The Chicago Tribune on Cubs manager Joe Maddon and is enjoyment of wine. "Maddon said that he had curtailed his consumption but did enjoy a glass of Dancing Hare, which is produced in the Napa Valley."

The San Francisco Chronicle on climate change and wine. "No surprise there. Many of Europe’s most celebrated wine regions, like Burgundy, are typically cool and wet, and their vineyards can struggle to reach optimal maturity. A warmer year, correlated with an earlier harvest, signals a greater likelihood that the grapes will ripen fully." 

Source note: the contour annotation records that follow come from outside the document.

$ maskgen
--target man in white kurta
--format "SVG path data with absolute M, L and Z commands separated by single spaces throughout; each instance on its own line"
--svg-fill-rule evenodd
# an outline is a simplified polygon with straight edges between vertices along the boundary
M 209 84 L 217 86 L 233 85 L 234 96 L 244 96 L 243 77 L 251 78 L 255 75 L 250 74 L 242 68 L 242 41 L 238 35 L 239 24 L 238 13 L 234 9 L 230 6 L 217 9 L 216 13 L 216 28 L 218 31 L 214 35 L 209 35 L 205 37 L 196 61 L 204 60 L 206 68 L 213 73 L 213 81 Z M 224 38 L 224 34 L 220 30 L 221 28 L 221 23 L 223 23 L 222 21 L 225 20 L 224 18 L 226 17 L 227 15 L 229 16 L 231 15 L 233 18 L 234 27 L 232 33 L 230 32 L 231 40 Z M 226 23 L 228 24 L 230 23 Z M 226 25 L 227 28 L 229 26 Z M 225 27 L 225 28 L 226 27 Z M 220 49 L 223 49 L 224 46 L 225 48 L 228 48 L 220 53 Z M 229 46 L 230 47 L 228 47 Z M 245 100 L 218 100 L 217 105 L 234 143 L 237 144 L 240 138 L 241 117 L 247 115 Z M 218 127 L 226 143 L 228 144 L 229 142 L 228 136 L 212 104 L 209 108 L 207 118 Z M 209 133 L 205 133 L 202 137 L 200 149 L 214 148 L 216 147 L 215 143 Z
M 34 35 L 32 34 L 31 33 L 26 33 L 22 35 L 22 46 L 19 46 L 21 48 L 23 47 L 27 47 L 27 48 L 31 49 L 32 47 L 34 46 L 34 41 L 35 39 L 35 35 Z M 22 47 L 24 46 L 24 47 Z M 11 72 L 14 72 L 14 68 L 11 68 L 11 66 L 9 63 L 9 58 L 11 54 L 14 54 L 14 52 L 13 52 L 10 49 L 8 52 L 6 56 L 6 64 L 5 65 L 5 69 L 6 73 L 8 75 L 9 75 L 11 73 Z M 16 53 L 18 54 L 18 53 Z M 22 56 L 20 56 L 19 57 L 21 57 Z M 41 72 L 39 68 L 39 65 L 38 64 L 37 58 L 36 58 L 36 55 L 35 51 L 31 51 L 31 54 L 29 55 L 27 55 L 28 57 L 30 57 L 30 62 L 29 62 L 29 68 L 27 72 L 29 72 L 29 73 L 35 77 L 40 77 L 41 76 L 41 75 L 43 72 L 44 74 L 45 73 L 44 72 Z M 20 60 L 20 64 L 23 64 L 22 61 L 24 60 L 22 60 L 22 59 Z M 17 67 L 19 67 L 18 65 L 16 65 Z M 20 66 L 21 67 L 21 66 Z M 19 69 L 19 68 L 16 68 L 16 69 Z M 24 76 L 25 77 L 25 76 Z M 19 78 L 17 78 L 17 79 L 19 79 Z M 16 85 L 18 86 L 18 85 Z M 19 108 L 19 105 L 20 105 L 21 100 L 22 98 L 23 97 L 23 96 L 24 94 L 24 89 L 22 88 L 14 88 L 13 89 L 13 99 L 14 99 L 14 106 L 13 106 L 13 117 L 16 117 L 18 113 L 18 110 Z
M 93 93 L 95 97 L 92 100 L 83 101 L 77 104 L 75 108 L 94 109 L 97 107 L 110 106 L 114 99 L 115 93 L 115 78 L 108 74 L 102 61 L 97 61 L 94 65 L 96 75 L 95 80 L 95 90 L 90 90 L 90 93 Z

Jamie Goode on why wine writers are an endangered species. "Wine writing is very much alive. But professional wine writers, as we know them, are an endangered species, potentially heading for extinction. And this is all because of UGC."

Punch calls aligoté the Bernie Sanders of wine. "Like many underdogs, aligoté is currently having a moment, recast in a trash-glamour sort of way. At a time when Burgundy has become a totem for the rich, aligoté stands out as its populist wing—the sort of Bernie Sanders of Burgundian varieties."

Eric Asimov's New York Times wine school regroups on Pomerol and introduces Austrian Riesling. "Despite the tenaciously held stereotype of riesling as sweet, Austrian rieslings are almost always dry. They tend to be fuller-bodied than German rieslings but are often steelier and more lively than rieslings from Alsace."